Journey
Careers don't have to move in a straight line. The zigzag is often more rewarding than the straight path.
The Spark
2002–2006CalArts, BFA in Music Technology. Discovered the joy of building tools for other artists.
Under the mentorship of Tom Erbe (creator of SoundHack), I fell in love with C++ and realized that toolmaking was itself a creative act. I read John Cage and Kernighan & Ritchie on the same day. Art and technology were two parts of a whole.
The Craft
2006–2008Built audio software for film composers and music producers while studying CS.
First job out of CalArts was building custom software for a film composer. Worked on DVZ Strings (orchestral sample library) and Beat Thang Virtual while pursuing CS coursework at UCLA and CSUN. Filling in fundamentals while already shipping professional software.
The Lab
2008–2010Stanford CCRMA. MA at the intersection of music, science, and technology.

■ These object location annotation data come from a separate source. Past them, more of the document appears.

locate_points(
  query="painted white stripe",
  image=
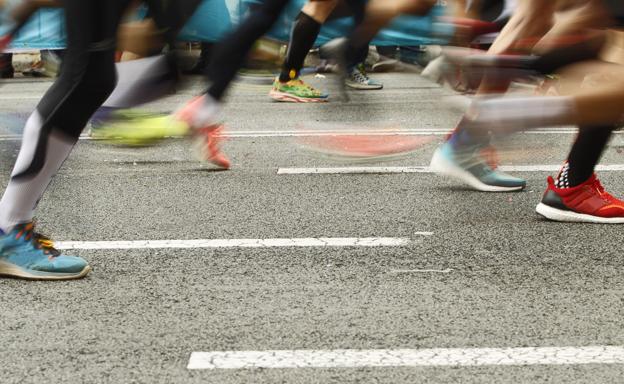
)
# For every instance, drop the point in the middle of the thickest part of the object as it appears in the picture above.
(346, 132)
(350, 358)
(425, 169)
(244, 243)
(407, 271)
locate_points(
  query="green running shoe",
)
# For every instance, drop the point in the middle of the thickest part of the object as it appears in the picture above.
(138, 129)
(296, 91)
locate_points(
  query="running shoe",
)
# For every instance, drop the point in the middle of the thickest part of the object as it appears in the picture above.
(138, 129)
(585, 203)
(357, 78)
(296, 91)
(468, 166)
(28, 255)
(365, 146)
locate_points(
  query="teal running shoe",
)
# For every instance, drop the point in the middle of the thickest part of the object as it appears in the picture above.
(357, 78)
(468, 166)
(26, 254)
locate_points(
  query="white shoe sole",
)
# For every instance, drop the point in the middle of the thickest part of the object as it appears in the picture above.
(361, 87)
(288, 98)
(573, 217)
(10, 270)
(442, 166)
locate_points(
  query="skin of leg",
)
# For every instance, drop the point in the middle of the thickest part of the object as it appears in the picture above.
(380, 12)
(600, 104)
(532, 19)
(140, 37)
(574, 18)
(320, 10)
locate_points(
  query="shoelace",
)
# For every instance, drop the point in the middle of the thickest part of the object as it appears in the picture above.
(304, 85)
(38, 240)
(602, 192)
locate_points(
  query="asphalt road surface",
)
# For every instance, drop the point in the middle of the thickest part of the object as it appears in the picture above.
(460, 271)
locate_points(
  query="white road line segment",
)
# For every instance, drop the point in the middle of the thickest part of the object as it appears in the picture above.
(425, 169)
(346, 132)
(242, 243)
(351, 358)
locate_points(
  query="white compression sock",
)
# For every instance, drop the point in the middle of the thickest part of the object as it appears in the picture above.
(508, 115)
(22, 195)
(138, 81)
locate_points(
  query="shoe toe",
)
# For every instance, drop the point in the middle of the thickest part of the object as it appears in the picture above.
(62, 264)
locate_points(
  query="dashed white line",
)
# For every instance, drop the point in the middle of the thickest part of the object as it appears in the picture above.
(407, 271)
(425, 169)
(351, 358)
(244, 243)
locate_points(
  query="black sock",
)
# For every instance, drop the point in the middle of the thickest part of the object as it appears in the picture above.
(230, 54)
(305, 30)
(586, 152)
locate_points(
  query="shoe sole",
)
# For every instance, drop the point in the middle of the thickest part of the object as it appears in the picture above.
(288, 98)
(11, 270)
(361, 87)
(561, 215)
(442, 166)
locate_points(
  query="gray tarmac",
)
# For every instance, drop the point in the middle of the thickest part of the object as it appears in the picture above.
(515, 279)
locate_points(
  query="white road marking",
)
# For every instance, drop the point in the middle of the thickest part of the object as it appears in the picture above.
(401, 271)
(345, 132)
(425, 169)
(351, 358)
(243, 243)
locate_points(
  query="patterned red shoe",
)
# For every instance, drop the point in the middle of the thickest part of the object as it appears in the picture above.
(585, 203)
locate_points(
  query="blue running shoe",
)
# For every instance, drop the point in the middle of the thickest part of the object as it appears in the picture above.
(28, 255)
(357, 78)
(468, 166)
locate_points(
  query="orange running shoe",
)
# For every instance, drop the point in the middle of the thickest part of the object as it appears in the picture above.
(207, 133)
(367, 147)
(585, 203)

Built a portfolio of instruments, plugins, and interactive audio projects: physical instruments with sensors, audio visualizers, granular synthesis tools, and MusKit, a C++ SDK for audio software that became the foundation for later projects.
The Dream Job
2010–2012Universal Audio. Led the 64-bit migration across 60 plugin products.
Hired to solve the problem nobody else wanted: migrating from Metrowerks CodeWarrior and QuickDraw APIs to modern macOS. Built automated audio and visual parity testing, recruited and led a team, completed the mission over two years. Earned the nickname "Adam '64-bit' Somers" and the company's Rockstar award.
The Leap
2012–2013Founded Handwavy. Motion-controlled instruments that got press from Engadget to Wikipedia.
A weekend hack with Leap Motion became AirHarp, which went viral and led to a company. Launch partner for Leap Motion's app store, spoke at Maker Faire, built a small team. The hardware market didn't materialize, but the experience taught lessons about startups, business, and conviction.
The Rocket Ship
2014–2019Jaunt VR. First engineering hire. Built the tech, then led half the company.
Joined three co-founders in a Palo Alto office. Built playback apps, production tools, and the spatial audio pipeline. Worked on Paul McCartney's spatial audio experience, visited Skywalker Ranch, specified the Ambisonic format used across all productions. Grew from principal engineer to VP overseeing roughly half the company. Led through both the growth and the contraction when VR hype receded.
The Scale
2019–2023Meta. Grew a team from 5 to 20+ engineers building audio infrastructure used by billions.
Built an internal audio SDK that became ubiquitous across Facebook, WhatsApp, and all Reality Labs products. Drove VOIP latency in XR down to real-life levels, an initiative originally championed by John Carmack. Grew from line manager to senior manager, learning to build conviction with stakeholders across competing organizations.
The Pivot
2023–presentApple. Deliberately pivoted from audio/XR into AI evaluation infrastructure.
A deliberate career move, not a drift. Building systems that measure whether AI features actually work before they ship. The biggest surprise: how data-oriented AI evaluation is. Learned to think in terms of datasets ("the content") alongside the software systems ("the conduit"). A new mental model after years in pure software.
The Thesis
2025–presentBuilding AI tools on nights and weekends. Exploring persistent context as a second mind.
Three projects (PracticePal, Fitness AI, Lead) all exploring the same idea: AI gets dramatically more useful with structured, accumulated context rather than starting from zero each conversation. All built entirely with Claude Code, practicing what I preach about AI as collaborator.